Quand bien même, l’intervention du FFKM suscite aussi des critiques et de la méfiance. Dans les années 80, le FFKM s’est érigé en opposition morale aux dérives du pouvoir révolutionnaire de Didier Ratsiraka. Pour préparer la genèse d’une vaste contestation par la Conférence nationale de septembre 1989 ayant accouché des « Forces vives » qui ont placé « la révolution des parapluies » sous la bannières d’un verset biblique « Fais monter ce pays ». Six mois de grève illimitée, une marche qui s’est terminée par un bain de sang aux alentours du palais d’Iavoloha le 10 août 1991, ont été « nécessaires » pour dégager l’Amiral Didier Ratsiraka hors du navire. Mais il n’est pas parti par la voie des urnes.

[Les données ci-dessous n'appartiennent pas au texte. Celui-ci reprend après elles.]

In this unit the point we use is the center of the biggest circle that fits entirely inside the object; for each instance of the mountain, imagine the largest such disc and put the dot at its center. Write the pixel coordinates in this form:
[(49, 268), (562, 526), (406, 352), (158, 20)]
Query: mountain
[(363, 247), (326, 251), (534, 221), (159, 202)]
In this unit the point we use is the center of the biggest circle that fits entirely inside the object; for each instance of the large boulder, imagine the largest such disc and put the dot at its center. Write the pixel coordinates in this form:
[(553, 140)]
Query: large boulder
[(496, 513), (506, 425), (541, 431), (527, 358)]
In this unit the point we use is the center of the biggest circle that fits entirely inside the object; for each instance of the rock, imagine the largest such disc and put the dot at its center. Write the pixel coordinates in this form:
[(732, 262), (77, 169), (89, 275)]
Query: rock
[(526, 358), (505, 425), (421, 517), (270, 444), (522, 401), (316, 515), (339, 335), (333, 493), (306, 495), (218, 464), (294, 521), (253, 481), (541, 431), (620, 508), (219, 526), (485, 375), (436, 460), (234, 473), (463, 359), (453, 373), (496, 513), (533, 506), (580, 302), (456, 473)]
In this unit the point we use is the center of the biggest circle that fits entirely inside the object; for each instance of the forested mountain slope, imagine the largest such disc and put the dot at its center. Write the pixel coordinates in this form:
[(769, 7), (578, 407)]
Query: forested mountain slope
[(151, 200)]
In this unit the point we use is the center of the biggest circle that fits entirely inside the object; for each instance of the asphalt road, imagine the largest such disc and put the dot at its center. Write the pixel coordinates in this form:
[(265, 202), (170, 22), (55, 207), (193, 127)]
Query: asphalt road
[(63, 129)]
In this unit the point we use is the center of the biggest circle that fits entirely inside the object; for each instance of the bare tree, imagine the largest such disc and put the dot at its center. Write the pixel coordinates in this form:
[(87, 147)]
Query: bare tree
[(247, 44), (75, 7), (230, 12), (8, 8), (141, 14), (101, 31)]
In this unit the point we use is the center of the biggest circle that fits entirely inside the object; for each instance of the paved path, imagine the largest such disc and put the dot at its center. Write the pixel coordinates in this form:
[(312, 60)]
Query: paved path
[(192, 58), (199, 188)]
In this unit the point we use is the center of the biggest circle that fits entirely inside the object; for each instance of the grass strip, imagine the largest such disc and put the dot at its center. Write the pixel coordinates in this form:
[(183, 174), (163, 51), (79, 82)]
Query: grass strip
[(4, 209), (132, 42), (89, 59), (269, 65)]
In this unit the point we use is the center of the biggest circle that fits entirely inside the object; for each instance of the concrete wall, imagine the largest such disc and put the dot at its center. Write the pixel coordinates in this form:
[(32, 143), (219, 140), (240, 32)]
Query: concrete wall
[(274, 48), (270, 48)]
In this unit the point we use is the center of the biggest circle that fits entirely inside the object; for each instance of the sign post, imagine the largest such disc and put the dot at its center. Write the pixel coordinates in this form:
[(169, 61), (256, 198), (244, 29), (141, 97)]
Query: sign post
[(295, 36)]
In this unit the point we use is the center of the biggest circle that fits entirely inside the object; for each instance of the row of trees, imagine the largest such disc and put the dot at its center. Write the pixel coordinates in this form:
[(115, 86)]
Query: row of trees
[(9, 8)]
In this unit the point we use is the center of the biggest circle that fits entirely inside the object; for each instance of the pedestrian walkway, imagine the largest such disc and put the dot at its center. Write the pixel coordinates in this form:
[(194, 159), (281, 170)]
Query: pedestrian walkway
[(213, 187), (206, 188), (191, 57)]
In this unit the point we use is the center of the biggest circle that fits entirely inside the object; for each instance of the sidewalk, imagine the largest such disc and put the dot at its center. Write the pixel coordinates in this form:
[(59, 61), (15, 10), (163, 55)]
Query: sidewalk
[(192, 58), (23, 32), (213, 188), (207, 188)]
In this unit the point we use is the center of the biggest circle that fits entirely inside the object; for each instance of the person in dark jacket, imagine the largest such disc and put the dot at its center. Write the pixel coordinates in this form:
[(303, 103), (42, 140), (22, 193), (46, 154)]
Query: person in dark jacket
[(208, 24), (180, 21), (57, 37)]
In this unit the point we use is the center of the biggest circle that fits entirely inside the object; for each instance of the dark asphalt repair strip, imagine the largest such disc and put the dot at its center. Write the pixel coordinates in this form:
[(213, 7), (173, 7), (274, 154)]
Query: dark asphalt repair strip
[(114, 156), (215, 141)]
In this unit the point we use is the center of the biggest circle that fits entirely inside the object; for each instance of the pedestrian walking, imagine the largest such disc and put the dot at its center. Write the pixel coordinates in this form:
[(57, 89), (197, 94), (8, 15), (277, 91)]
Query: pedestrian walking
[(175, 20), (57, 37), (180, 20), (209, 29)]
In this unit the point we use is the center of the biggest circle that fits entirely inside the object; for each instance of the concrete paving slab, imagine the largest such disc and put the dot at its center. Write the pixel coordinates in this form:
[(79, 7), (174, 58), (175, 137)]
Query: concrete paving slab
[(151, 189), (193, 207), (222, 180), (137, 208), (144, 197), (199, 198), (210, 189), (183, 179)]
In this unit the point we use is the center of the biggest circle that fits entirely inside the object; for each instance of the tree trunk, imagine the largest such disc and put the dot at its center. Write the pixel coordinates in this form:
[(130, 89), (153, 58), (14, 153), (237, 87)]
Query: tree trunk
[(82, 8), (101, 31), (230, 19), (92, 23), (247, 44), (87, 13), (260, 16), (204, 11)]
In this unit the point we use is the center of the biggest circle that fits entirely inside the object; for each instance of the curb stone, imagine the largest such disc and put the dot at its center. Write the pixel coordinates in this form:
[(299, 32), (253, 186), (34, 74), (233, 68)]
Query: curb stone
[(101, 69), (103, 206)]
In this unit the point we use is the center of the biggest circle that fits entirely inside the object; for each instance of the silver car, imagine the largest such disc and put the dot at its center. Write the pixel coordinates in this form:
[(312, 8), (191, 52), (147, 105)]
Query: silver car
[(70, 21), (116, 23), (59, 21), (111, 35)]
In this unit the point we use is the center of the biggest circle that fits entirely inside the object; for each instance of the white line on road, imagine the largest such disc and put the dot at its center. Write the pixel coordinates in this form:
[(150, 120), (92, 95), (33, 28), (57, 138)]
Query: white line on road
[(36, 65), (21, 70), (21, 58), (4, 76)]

En 2002, le FFKM a affiché son soutien à Marc Ravalomanana quand il s’est autoproclamé président de la République le vendredi 22 mars. Estimant avoir obtenu la majorité absolue au premier tour de la présidentielle. La bonne entente au sein du FFKM volait en éclats le 17 mars 2009 quand des militaires pro-Andry Rajoelina ont maltraité, amené manu militari, du Falda Antanimena au camp Capsat de Soanierana, le pasteur Lala Rasendrahasina, président de l’église réformée FJKM, réunissant les protestants. Un clash qui a mis à mal les catholiques, accusés de soutenir les putschistes. Aujourd’hui, ces mêmes catholiques, par les différents communiqués de la Conférence des évêques, n’ont pas ménagé le régime actuel, présidé par un fils du FJKM.

Vicissitudes
Les incidents à Vohipeno lors de la béatification de Ramose Laurent Botovasoa, la création de la plateforme « 4 » à Fianarantsoa, une arme fatale pour porter le coup de grâce au HVM agonissant, ne sont pas de nature à améliorer ces relations déjà conflictuelles. Mais le pasteur Mailhol, un des pourfendeurs des églises traditionnelles, semble avoir déniché un oasis perdu. Il prie le FFKM de chercher la solution médiane. «  Si la démission du président de la République serait la clé
de nature à dénouer de l’écheveau, que les prélats du FFKM aillent convaincre le concerné. Sinon, pourquoi ne pas convaincre les 73 députés d’attendre la présidentielle. Si le président en exercice se présente, il doit quitter ses fonctions deux mois avant l’échéance » prêche le pasteur Mailhol.
Dans ce cas de figure, la date du 29 août avancée par la Commission électorale nationale indépendante, CENI, pour une présidentielle anticipée, pourrait convenir à tout le monde. Les ténors du HVM ont clamé que leur bilan en quatre années d’exercice de pouvoir est bien meilleur que ceux des régimes précédents. Ils n’ont donc pas intérêt que les opposants aient le temps de dénoncer leurs pratiques malsaines lors de leurs meetings. Mais cette proposition de la CENI ne convient pas encore aux 73 députés qui revendiquent toujours une « démission globale » avant de passer au verdict des urnes.